Est-ce qu’un certificat médical établissant un lien entre une pathologie psychique et des conditions de travail telles qu’elles sont décrites et ressenties par le salarié est contraire à la déontologie médicale ? Si la réponse est oui, l’exercice professionnel des médecins du travail en charge de la santé des salariés en rapport avec leur travail devient impossible, tout particulièrement dans le domaine de la santé psychique. En effet, le lien établi par des praticiens dotés d’une connaissance indiscutable de ces pathologies et d’une expérience respectable, ne peut se faire qu’à partir de déductions plus complexes qu’en matière de santé physique. On peut plus facilement affirmer qu’une colonne vertébrale s’est brisée en raison d’une chute d’un échafaudage que soutenir qu’un suicide est survenu en raison d’un burn-out lié à une charge de travail écrasante. La Cour de cassation l’a admis dans une jurisprudence soucieuse de l’effectivité de l’obligation de sécurité. Quid de la Chambre disciplinaire à Orléans ?
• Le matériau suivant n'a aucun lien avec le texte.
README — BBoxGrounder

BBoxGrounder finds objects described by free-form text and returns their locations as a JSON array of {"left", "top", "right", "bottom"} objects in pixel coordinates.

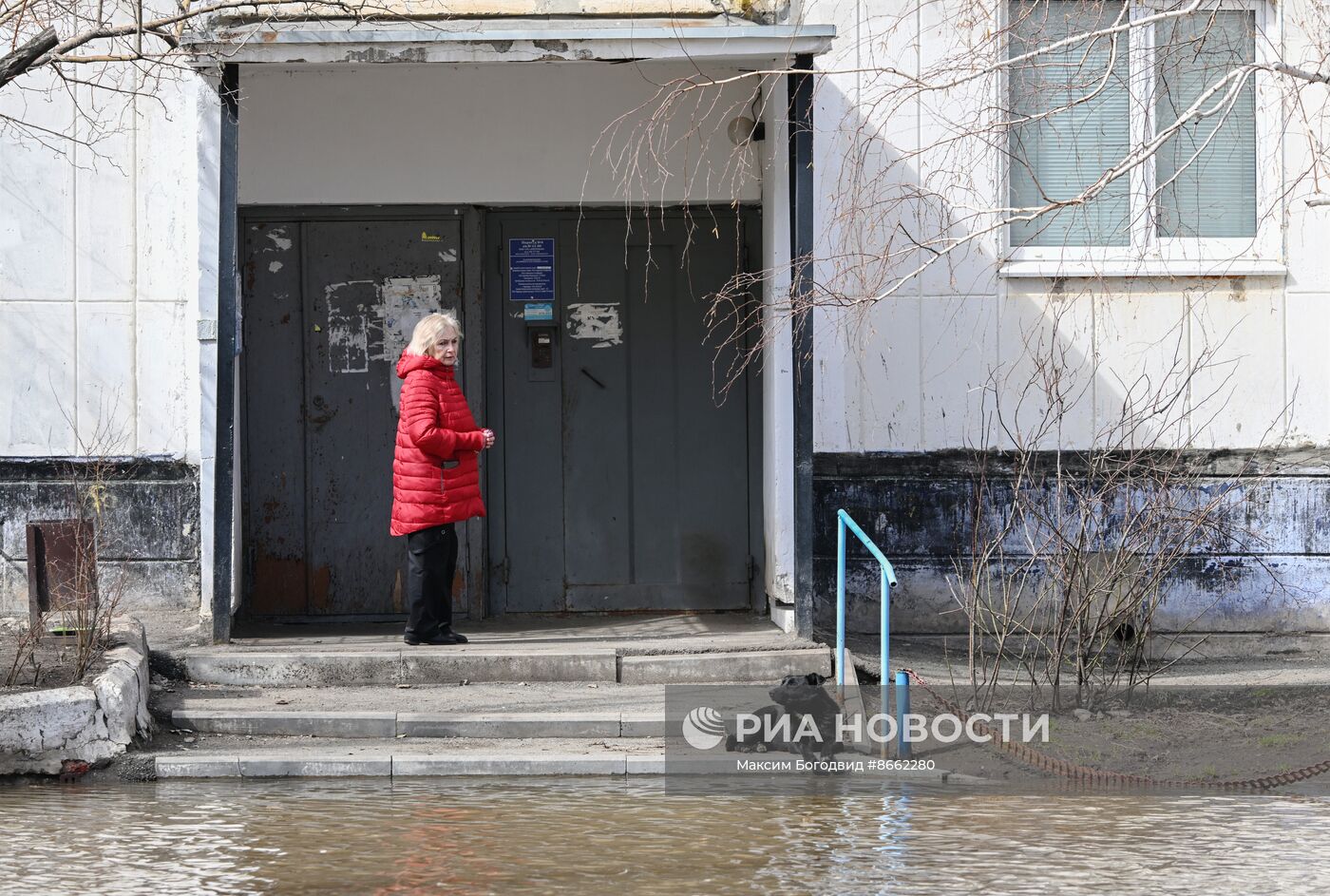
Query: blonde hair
[{"left": 407, "top": 311, "right": 462, "bottom": 355}]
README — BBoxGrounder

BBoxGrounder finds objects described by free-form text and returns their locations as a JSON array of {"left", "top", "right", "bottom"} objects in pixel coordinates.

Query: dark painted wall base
[
  {"left": 0, "top": 457, "right": 200, "bottom": 616},
  {"left": 812, "top": 452, "right": 1330, "bottom": 634}
]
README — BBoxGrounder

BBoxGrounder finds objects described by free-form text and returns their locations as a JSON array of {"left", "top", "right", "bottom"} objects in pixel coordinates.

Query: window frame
[{"left": 997, "top": 0, "right": 1286, "bottom": 276}]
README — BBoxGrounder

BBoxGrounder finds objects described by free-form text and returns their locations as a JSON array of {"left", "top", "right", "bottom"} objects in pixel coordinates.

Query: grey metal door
[
  {"left": 488, "top": 213, "right": 751, "bottom": 612},
  {"left": 242, "top": 217, "right": 466, "bottom": 616}
]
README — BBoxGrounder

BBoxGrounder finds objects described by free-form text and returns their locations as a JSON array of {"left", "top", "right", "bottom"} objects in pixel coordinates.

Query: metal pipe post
[
  {"left": 835, "top": 516, "right": 845, "bottom": 703},
  {"left": 897, "top": 672, "right": 910, "bottom": 759}
]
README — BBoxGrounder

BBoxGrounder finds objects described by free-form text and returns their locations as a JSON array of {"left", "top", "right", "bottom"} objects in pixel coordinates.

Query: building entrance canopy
[{"left": 183, "top": 16, "right": 835, "bottom": 67}]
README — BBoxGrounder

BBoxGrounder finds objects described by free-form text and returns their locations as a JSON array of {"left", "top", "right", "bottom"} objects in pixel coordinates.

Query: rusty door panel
[
  {"left": 489, "top": 211, "right": 749, "bottom": 612},
  {"left": 243, "top": 217, "right": 465, "bottom": 616},
  {"left": 240, "top": 220, "right": 306, "bottom": 616}
]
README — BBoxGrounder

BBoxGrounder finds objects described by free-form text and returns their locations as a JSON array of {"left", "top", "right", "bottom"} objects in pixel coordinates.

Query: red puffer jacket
[{"left": 391, "top": 353, "right": 485, "bottom": 536}]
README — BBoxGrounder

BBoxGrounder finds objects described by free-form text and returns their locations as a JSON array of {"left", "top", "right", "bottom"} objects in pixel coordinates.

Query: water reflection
[{"left": 0, "top": 779, "right": 1330, "bottom": 896}]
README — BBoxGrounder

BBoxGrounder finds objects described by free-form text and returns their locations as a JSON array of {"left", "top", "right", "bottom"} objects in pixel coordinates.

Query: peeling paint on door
[
  {"left": 265, "top": 227, "right": 292, "bottom": 251},
  {"left": 568, "top": 302, "right": 624, "bottom": 349},
  {"left": 373, "top": 274, "right": 444, "bottom": 410},
  {"left": 323, "top": 280, "right": 379, "bottom": 373}
]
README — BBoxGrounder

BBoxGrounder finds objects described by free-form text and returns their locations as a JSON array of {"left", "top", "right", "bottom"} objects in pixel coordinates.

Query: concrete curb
[
  {"left": 157, "top": 753, "right": 995, "bottom": 786},
  {"left": 618, "top": 647, "right": 831, "bottom": 685},
  {"left": 170, "top": 709, "right": 665, "bottom": 739},
  {"left": 0, "top": 619, "right": 152, "bottom": 775},
  {"left": 170, "top": 647, "right": 831, "bottom": 687}
]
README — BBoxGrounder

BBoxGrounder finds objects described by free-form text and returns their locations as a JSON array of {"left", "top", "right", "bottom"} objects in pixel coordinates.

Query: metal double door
[
  {"left": 485, "top": 211, "right": 759, "bottom": 613},
  {"left": 240, "top": 213, "right": 466, "bottom": 619}
]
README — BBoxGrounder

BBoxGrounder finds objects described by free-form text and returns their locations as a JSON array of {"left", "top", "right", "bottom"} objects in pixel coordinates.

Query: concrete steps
[
  {"left": 169, "top": 645, "right": 831, "bottom": 687},
  {"left": 170, "top": 707, "right": 665, "bottom": 739},
  {"left": 152, "top": 614, "right": 832, "bottom": 777},
  {"left": 145, "top": 736, "right": 991, "bottom": 784}
]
Est-ce que l’Ordre des médecins peut être instrumentalisé pour arbitrer indirectement une instance prud’homale dans laquelle un certificat médical est produit par un salarié à l’appui de ses prétentions ? Si la réponse est oui, on peut gagner beaucoup de temps sur le plan procédural en fusionnant les deux instances et en créant une grande juridiction du travail incluant les Conseils de l’ordre des médecins.

Qui a intérêt à réduire les médecins du travail au silence et la Chambre disciplinaire de l’Ordre des médecins peut -elle prêter son concours sous quelque forme que ce soit à cette stratégie que la Société Orys n’a pas complètement cherché à dissimuler en invoquant leur dérive globale ?

Combiens de médecins du travail responsables et soucieux de leurs prérogative en matière de santé publique au travail vont-ils faire valoir leur droit de retrait(e) face à ce danger grave et imminent ?

Selon le Bureau International du Travail, la souffrance au travail coûte 2 à 3 points de PIB dans les pays industrialisés. Selon l’INRS le stress au travail représente un coût de 800 millions à 1,6 milliards d’Euros.Le moment est-il bien choisi , en pleine crise, pour faire des « exemples » contre les médecins du travail ?

A Orléans le choix est entre les mains de la Chambre disciplinaire de l’Ordre des médecins.